As the pouring rain became violent on the metal roof of the shed, we could smell the petrichor that was barging in through the door.

“He’s late today, isn’t he?” asked Trey, whose eyes still looked at the path leading to the shed. I went by his side and put an arm on his back. “He’ll come… He always does,”

Looking out at the wet green shrubs, I remembered all the times we used to run around as kids, and all the days we spent in the shed away from our unhappy homes. I still remember the view as green as the day Enya first took me to meet his friends. Little did I know that he was inviting me into his family. And little did I know we would be separated so soon.

Rue also joined us at the door, holding out her hand to the droplets that fell from the edge. Not one caught her hand still, just as it didn’t any other day. Looking at the edge of the curving path she spotted a fidgeting umbrella gliding towards us, “He’s here,” she announced joyfully.

Upon her words, everyone joined in at the door and harboring a few of those hopeful eyes hung a drop of tear that no one would see.

“I thought he forgot about us,” said Ken.

“He would never,” I replied.

With an umbrella patterned with white drops rolling along its black stripes, he walked towards the shed as he did every week for the last two months. Just as he reached the door, he folded up his umbrella and brushed his hair off the droplets that accumulated in it.

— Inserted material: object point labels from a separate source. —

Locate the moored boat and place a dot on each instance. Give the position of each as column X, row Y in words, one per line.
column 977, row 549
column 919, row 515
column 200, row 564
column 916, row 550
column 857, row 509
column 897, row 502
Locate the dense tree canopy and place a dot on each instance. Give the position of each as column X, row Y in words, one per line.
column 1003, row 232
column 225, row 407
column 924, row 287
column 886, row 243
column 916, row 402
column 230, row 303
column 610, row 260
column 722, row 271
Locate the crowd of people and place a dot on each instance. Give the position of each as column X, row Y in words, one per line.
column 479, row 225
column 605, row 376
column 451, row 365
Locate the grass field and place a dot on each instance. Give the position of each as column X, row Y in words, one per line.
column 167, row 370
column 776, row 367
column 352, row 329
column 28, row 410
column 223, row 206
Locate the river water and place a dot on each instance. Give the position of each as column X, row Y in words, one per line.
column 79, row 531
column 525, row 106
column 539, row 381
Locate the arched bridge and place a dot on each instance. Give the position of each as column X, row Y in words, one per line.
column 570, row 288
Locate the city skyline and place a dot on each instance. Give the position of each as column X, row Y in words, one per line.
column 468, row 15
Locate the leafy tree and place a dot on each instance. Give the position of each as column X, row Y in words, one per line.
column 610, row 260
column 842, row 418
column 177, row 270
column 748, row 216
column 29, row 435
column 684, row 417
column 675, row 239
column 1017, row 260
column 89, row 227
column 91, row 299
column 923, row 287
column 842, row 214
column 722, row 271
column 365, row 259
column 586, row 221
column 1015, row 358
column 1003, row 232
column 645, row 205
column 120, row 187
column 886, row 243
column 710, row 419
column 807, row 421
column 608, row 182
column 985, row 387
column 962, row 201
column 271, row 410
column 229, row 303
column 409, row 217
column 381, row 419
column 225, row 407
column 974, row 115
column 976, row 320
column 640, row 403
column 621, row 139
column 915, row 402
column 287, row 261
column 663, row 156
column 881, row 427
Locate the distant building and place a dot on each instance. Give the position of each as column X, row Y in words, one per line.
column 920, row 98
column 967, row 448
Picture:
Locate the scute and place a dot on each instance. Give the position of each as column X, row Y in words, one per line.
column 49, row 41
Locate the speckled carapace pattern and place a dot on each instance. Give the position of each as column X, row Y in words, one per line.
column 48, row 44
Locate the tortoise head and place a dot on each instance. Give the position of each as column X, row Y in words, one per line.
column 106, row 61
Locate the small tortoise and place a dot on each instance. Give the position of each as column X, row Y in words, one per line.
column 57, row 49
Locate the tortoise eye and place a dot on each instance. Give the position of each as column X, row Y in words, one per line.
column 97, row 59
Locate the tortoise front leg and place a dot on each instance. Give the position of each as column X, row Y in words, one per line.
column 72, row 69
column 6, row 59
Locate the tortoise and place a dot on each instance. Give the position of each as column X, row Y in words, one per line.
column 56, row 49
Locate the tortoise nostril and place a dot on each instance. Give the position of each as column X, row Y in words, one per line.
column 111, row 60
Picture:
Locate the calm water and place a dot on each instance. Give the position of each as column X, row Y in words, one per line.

“Sorry I’m late,” he whispered as he barged in through the door.

I looked at Rue and shared a warm smile with her blushing cheeks.

Enya lit up a candle that he pulled out of his backpack and sat on his knees before the table at the far end of the shed. “Did you miss me?,” he asked with a smile as wide as the day I first saw it. Placing the lit candle before the five framed photographs, Enya closed his eyes to pray.

At that moment we all thought of the same thing. “I wish you could see us standing here,”

As we stood there silently, the damp winds blew through our ghostly shadows and onto his smooth black hair. “I wish you could just turn back and find us,”

He then opened his eyes and sat there with the same smile stamped on his face. “I had an eventful week,” he told the five unmoving photographs.

“I wish you could hear our voices,”

And he told us stories that we could never experience again. Just as he would every week, without fail. It had been two months since we lost Enya from our lives. Two months of sorrow and pain. And yet like the frenzying rain that broke the earth, we stood upon that day, our eyes still wept with tears that didn’t reach the ground. For it had been two months since Enya lost the five of us.